I have had many interesting cybersecurity conversations with Albert Rooyakkers, founder and CEO of Bedrock Automation. He has built a powerful controller with security designed in from the chips on up. He’s been touting the “Open Secure Automation (OSA)” platform lately.
The company just released a new white paper on the cyber security vulnerabilities and defense of industrial control systems. The 20-page document, Securing Industrial Control Systems – Best Practices, covers the threat landscape and presents a holistic approach to defending it, including assessing risk, physical security, network security, workstation and server security, as well as the fundamentals of OSA.
I just read it and found it informative. You can download it here along with the previous three papers in the series.
“As we discuss cyber security with users of automation, we find that many are aware of the threat potential but are not sure if they are doing enough to protect themselves. We saw the need for a technical paper that explains both the mindset and motives of an attacker, as well as the tools and technologies of defense.

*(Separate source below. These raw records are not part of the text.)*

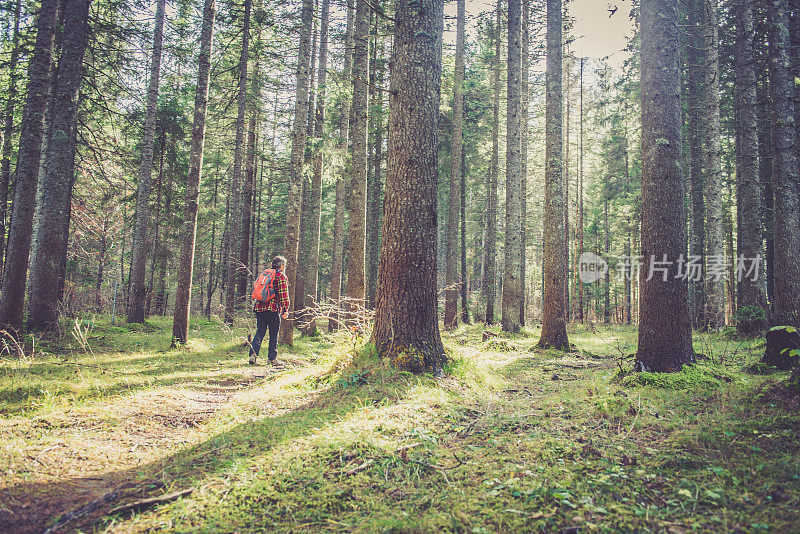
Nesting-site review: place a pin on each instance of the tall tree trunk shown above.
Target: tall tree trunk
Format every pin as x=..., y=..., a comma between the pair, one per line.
x=8, y=132
x=695, y=70
x=12, y=298
x=341, y=170
x=512, y=287
x=315, y=207
x=579, y=202
x=714, y=284
x=292, y=236
x=376, y=184
x=235, y=192
x=183, y=292
x=51, y=225
x=665, y=340
x=358, y=185
x=453, y=213
x=750, y=237
x=490, y=271
x=406, y=320
x=136, y=310
x=525, y=88
x=554, y=327
x=786, y=306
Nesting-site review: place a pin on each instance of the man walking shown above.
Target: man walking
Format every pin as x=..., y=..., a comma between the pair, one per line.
x=271, y=293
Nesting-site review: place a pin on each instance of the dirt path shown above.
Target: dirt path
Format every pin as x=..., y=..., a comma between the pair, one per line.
x=88, y=459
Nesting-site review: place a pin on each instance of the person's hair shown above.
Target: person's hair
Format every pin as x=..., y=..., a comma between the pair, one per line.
x=278, y=261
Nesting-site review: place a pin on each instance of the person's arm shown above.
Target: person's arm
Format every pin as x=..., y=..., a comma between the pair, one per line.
x=283, y=294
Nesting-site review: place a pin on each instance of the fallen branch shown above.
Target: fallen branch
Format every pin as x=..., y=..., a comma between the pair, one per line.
x=144, y=504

This paper defines the issues in a practical, holistic way while providing recommendations on how to begin and sustain best practices for cyber defense,” said Rooyakkers.
The first half of the paper covers conventional cyber security practices that apply to all industrial control systems. It provides an assessment of the threats, including drive-by attacks, advanced persistent threats (APTs), espionage, process attacks, and ransomware. It also looks at assessing the related risks, with an introduction to Process Hazards Analysis (PHA) and Hazards and Operability (HAZOP) methodologies used to identify malfunctions that might harm people, the process, or the environment.
To assist with risk assessment, the paper provides an overview of conventional protection practices. This includes network segmentation, firewalls, and DMZs; managing workstations, servers, end-users, and applications; and implementing active defense measures, including security event monitoring and management.
The second part of the paper is devoted to more recent techniques, based on the application of intrinsic cyber security advances that have been applied in military, aerospace, and ecommerce, and are now being used to protect industrial control systems. These create a hardware end-point root of trust that combines advanced cryptography, digital signing techniques, an industrial certificate authority, and public key infrastructure (PKIs) built into the control system to create an infrastructure for user defense.
The paper also presents the features of the Bedrock Open Secure Automation platform, which embraces the best practices discussed and details the process by which they can be applied to legacy and new systems.